CRITERIA Subcommand (OPTIMAL BINNING command)

The CRITERIA subcommand specifies bin creation options.

PREPROCESS = EQUALFREQ (BINS=n) | NONE. Preprocessing method when MDLP binning is used. PREPROCESS = EQUALFREQ creates preliminary bins using the equal frequency method before performing MDLP binning. These preliminary bins—rather than the original data values of the binning input variables—are input to the MDLP binning method.

  • EQUALFREQ may be followed by parentheses containing the BINS keyword, an equals sign, and an integer greater than 1. The BINS value serves as a preprocessing threshold and specifies the number of bins to create. The default value is EQUALFREQ (BINS = 1000).
  • If the number of distinct values in a binning input variable is greater than the BINS value, then the number of bins created is no more than the BINS value. Otherwise, no preprocessing is done for the input variable.
  • NONE requests no preprocessing.

METHOD = MDLP | EQUALFREQ (BINS=n). Binning method. The MDLP option performs supervised binning via the MDLP algorithm. If METHOD = MDLP is specified, then a guide variable must be specified on the VARIABLES subcommand.

  • Alternatively, METHOD = EQUALFREQ performs unsupervised binning via the equal frequency algorithm. EQUALFREQ may be followed by parentheses containing the BINS keyword, an equals sign, and an integer greater than 1. The BINS value specifies the number of bins to create. The default value of the BINS argument is 10.
  • If the number of distinct values in a binning input variable is greater than the BINS value, then the number of bins created is no more than the BINS value. Otherwise, BINS gives an upper bound on the number of bins created. Thus, for example, if BINS = 10 is specified but a binning input variable has at most 10 distinct values, then the number of bins created will equal the number of distinct values in the input variable.
  • If EQUALFREQ is specified, then the VARIABLES subcommand GUIDE keyword and the CRITERIA subcommand PREPROCESS keyword are silently ignored.
  • The default METHOD option depends on the presence of a GUIDE specification on the VARIABLES subcommand. If GUIDE is specified, then METHOD = MDLP is the default. If GUIDE is not specified, then METHOD = EQUALFREQ is the default.

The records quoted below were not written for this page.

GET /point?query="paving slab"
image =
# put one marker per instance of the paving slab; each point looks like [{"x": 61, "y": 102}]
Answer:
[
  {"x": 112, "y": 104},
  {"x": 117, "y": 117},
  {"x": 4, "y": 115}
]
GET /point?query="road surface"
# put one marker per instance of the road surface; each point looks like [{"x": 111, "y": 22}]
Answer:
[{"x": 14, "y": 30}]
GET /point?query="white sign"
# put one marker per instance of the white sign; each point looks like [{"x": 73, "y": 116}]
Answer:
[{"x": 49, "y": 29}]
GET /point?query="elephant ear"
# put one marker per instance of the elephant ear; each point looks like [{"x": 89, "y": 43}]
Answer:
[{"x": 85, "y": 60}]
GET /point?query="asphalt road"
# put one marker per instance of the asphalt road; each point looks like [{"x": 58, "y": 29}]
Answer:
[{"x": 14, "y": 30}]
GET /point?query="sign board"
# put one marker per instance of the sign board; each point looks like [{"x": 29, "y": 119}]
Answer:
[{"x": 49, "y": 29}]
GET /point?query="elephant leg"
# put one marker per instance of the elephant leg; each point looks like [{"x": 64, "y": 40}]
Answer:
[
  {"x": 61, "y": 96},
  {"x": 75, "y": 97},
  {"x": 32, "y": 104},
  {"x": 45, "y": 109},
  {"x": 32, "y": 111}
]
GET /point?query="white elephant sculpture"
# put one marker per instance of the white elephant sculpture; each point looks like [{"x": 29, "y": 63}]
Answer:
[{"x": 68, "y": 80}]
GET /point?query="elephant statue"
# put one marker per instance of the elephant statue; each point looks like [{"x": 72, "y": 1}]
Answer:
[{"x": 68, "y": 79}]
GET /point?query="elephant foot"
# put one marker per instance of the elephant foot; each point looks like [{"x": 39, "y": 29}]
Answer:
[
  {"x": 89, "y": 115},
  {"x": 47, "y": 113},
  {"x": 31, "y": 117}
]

LOWEREND = UNBOUNDED | OBSERVED. Specifies how the minimum end point for each binning input variable is defined. Valid option values are UNBOUNDED or OBSERVED. If UNBOUNDED, then the minimum end point extends to negative infinity. If OBSERVED, then the minimum observed data value is used.

UPPEREND = UNBOUNDED | OBSERVED. Specifies how the maximum end point for each binning input variable is defined. Valid option values are UNBOUNDED or OBSERVED. If UNBOUNDED, then the maximum end point extends to positive infinity. If OBSERVED, then the maximum of the observed data is used.

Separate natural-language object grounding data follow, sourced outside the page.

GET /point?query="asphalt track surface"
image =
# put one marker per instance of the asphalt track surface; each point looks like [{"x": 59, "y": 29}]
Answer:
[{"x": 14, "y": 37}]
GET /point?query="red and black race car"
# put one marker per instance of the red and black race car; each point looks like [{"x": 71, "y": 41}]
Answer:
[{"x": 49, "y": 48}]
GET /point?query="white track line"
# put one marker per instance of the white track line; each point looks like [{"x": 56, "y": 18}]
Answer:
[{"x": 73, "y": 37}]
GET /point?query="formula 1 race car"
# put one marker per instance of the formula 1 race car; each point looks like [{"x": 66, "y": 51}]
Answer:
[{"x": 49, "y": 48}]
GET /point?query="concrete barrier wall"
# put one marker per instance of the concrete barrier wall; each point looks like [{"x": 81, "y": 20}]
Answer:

LOWERLIMIT =INCLUSIVE | EXCLUSIVE. Specifies how the lower limit of an interval is defined. Valid option values are INCLUSIVE or EXCLUSIVE. Suppose the start and end points of an interval are p and q, respectively. If LOWERLIMIT = INCLUSIVE, then the interval contains values greater than or equal to p but less than q. If LOWERLIMIT = EXCLUSIVE, then the interval contains values greater than p and less than or equal to q.

FORCEMERGE = value. Small bins threshold. Occasionally, the procedure may produce bins with very few cases. A bin is merged if the ratio of its size (number of cases) to that of a neighboring bin is smaller than the specified threshold. Larger thresholds tend to result in more merging. The default value of FORCEMERGE is 0; by default, forced merging of very small bins is not performed.